The law of decreasing virulence seemed to explain why myxoma viruses became less deadly in Australia – and why they were harmless in Brazil. Viruses had been evolving in cottontail rabbits in South America for much longer, to the point that they did not cause any disease.

But evolutionary biologists have come to question the logic of the law in recent decades. Going softer may be the best strategy for some pathogens, but it’s not the only one. “There are forces that can push virulence the other way,” Dr. Katzourakis said.

Dr. Read decided to revisit the myxoma virus saga when he opened his lab at Penn State in 2008. “I knew it like a textbook case,” he said. “I started thinking, ‘Well, what happens next?'”

No one had systematically studied the myxoma virus after Dr. Fenner quit in the 1960s. (He had good reason to give it up, as he had left to help eradicate smallpox.)

Dr. Read arranged for Dr. Fenner’s samples to be shipped to Pennsylvania, and he and his colleagues also tracked down more recent myxoma samples. The researchers sequenced the viruses’ DNA – which Dr. Fenner was unable to do – and conducted infection studies in lab rabbits.

When they tested the viral lineages that had been dominant in the 1950s, they found that they were less lethal than the original virus, confirming Dr. Fenner’s findings. And the death rate remained relatively low in the 1990s.

But then things changed.

New virus lines killed more lab rabbits. And they often did it in a new way: by shutting down the animals’ immune systems. Rabbits’ normally harmless gut bacteria multiply and cause life-threatening infections.

“It was really scary when we first saw this,” Dr Read said.

Strangely, the wild rabbits of Australia did not suffer the gruesome fate of Dr Read’s laboratory animals. He and his colleagues suspect that the viruses’ new adaptation was a response to stronger defenses in rabbits. Studies have revealed that Australian rabbits have acquired new mutations in genes involved in the first line of defense against disease, known as innate immunity.
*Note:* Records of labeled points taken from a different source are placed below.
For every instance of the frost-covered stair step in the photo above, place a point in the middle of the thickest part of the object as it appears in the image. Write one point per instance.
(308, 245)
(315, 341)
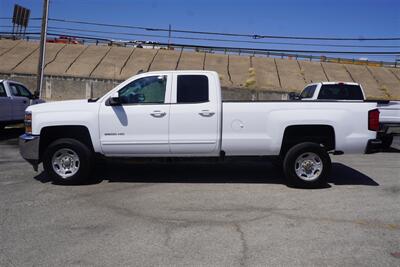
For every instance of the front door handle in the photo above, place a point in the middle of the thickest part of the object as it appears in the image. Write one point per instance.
(158, 114)
(206, 113)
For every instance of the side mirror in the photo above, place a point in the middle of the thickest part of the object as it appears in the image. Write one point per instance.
(35, 95)
(294, 96)
(114, 100)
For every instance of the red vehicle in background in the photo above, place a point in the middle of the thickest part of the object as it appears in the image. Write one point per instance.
(64, 40)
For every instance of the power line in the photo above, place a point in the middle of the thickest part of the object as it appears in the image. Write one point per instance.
(223, 40)
(254, 36)
(242, 49)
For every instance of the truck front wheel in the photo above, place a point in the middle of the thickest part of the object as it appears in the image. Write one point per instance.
(307, 165)
(67, 161)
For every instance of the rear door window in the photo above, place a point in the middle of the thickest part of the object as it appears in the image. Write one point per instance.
(192, 89)
(340, 92)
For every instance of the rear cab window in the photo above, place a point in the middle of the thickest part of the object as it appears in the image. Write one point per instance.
(192, 89)
(2, 90)
(308, 92)
(340, 92)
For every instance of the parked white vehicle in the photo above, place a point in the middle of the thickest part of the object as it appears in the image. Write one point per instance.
(178, 114)
(345, 91)
(14, 99)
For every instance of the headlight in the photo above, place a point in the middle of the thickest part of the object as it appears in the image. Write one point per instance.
(28, 122)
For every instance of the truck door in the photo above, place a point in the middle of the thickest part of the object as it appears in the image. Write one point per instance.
(194, 115)
(5, 105)
(20, 100)
(139, 126)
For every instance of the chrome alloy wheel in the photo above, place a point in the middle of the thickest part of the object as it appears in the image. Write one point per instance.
(65, 162)
(308, 166)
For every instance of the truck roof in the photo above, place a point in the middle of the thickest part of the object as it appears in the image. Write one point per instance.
(349, 83)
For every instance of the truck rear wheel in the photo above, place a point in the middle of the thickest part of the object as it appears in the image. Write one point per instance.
(67, 161)
(307, 165)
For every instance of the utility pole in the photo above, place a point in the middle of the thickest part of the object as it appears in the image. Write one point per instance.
(169, 36)
(43, 37)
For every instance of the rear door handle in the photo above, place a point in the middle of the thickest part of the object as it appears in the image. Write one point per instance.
(206, 113)
(158, 114)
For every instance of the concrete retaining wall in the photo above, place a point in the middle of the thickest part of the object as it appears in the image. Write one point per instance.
(70, 62)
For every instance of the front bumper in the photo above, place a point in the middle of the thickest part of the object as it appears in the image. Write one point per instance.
(29, 149)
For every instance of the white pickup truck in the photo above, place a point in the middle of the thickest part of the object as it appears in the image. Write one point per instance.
(180, 114)
(14, 99)
(389, 110)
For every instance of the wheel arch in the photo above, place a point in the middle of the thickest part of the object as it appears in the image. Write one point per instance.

As rabbits developed stronger innate immunity, Dr Read and his colleagues suspect that natural selection, in turn, favored viruses that were able to overcome this defence. This evolutionary arms race erased the advantage the wild rabbits had briefly enjoyed. But these viruses proved even worse against rabbits that hadn’t developed this resistance, like those in Dr. Read’s lab.

And the arms race continues. About a decade ago, a new lineage of myxoma virus emerged in southeastern Australia. This branch, called Lineage C, evolves much faster than the other lines.
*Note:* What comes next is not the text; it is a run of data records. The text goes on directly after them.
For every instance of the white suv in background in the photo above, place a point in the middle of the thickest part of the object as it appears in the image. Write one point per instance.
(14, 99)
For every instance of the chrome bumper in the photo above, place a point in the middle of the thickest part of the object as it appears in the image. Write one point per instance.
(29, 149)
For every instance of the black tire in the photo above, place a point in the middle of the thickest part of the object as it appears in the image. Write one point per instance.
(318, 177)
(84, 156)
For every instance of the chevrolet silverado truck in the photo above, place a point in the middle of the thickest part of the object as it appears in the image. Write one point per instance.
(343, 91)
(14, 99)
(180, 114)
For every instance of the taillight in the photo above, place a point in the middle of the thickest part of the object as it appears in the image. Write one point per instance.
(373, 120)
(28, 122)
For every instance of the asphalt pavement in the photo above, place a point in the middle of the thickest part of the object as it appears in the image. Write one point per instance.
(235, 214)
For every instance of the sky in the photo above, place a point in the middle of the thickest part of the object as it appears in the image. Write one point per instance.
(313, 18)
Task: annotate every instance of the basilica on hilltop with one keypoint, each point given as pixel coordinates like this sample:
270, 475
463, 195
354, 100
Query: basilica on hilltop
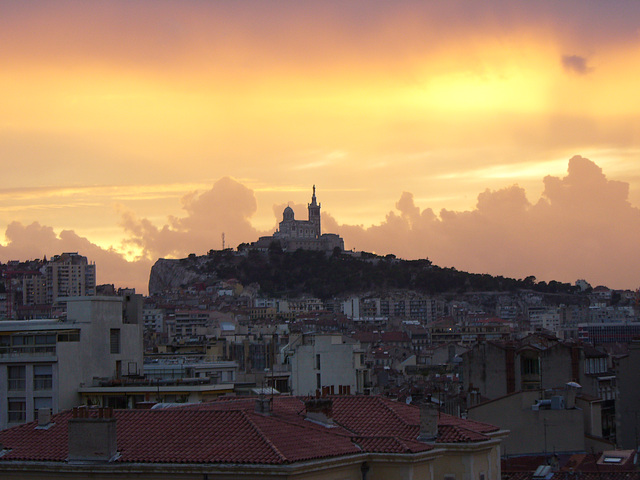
293, 234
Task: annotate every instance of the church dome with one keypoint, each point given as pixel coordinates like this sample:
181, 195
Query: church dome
288, 214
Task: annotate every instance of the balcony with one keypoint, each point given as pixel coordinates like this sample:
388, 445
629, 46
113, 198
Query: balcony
22, 351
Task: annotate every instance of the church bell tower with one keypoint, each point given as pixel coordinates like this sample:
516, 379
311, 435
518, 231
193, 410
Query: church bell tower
314, 213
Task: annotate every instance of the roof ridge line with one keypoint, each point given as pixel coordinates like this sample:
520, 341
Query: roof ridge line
264, 437
395, 414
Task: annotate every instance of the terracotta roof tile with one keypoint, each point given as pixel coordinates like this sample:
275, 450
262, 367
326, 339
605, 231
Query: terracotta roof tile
231, 432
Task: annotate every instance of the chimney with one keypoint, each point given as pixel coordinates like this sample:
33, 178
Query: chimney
92, 435
44, 417
263, 405
428, 421
320, 410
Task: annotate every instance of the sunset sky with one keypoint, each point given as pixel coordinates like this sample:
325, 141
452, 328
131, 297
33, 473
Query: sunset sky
496, 137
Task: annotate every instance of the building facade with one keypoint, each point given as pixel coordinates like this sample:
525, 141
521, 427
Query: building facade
307, 234
43, 363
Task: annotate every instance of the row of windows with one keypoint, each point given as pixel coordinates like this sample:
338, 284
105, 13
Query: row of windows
17, 379
17, 408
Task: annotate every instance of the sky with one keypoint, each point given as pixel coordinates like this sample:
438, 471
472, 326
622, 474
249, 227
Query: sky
495, 137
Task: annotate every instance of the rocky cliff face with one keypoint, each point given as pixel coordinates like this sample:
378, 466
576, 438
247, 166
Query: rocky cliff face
169, 273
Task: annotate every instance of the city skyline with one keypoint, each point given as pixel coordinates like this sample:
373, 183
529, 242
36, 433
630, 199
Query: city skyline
132, 131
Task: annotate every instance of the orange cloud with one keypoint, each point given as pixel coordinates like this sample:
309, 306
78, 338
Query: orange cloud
582, 226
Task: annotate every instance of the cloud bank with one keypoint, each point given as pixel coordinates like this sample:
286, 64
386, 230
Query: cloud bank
583, 226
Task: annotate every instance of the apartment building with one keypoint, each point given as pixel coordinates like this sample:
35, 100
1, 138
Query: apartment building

Infection experiments suggest new mutations allow Lineage C to move better between hosts, according to the latest study by Dr Read and colleagues, which has yet to be published in a journal. scientific. Many infected rabbits show a strange form of myxomatosis, developing massive swellings in the eyes and ears. It is precisely these places where mosquitoes like to drink blood – and where viruses can have a better chance of reaching a new host.

Virologists see some important lessons the myxoma virus can offer as the world grapples with the Covid pandemic. Both diseases are influenced not only by the genetic make-up of the virus, but also by the defenses of its host.
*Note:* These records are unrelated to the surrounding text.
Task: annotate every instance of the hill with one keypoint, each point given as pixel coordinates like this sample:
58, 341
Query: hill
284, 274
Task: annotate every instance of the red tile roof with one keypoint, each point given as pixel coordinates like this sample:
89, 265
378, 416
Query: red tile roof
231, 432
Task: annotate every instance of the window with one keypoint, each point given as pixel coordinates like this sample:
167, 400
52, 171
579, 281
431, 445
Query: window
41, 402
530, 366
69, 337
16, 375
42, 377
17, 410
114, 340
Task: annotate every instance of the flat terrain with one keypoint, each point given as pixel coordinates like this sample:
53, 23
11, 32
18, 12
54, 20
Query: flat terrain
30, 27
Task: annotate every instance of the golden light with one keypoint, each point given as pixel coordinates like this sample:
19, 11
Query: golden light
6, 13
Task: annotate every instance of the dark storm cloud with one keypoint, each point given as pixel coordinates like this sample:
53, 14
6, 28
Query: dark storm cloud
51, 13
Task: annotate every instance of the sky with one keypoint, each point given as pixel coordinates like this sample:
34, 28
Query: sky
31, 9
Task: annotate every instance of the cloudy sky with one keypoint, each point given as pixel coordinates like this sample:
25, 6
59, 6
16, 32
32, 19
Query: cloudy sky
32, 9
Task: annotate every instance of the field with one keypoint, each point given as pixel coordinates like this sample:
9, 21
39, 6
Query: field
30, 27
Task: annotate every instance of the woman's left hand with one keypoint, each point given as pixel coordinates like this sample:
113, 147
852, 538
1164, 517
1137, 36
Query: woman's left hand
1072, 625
As the pandemic continues into its third year, people are more protected than ever thanks to the immunity that has developed from vaccinations and infections.

But the coronavirus, like myxoma, has not been on an inevitable path to mildness.

The Delta variant, which emerged in the United States last fall, was deadlier than the original version of the virus. Delta was replaced by Omicron, which caused less severe illness for the average person. But virologists at the University of Tokyo have conducted experiments suggesting that the Omicron variant evolves into more dangerous forms.

“We don’t know what the next stage of evolution will be,” warned Dr. Katzourakis. “This chapter of the evolutionary trajectory of virulence has yet to be written.”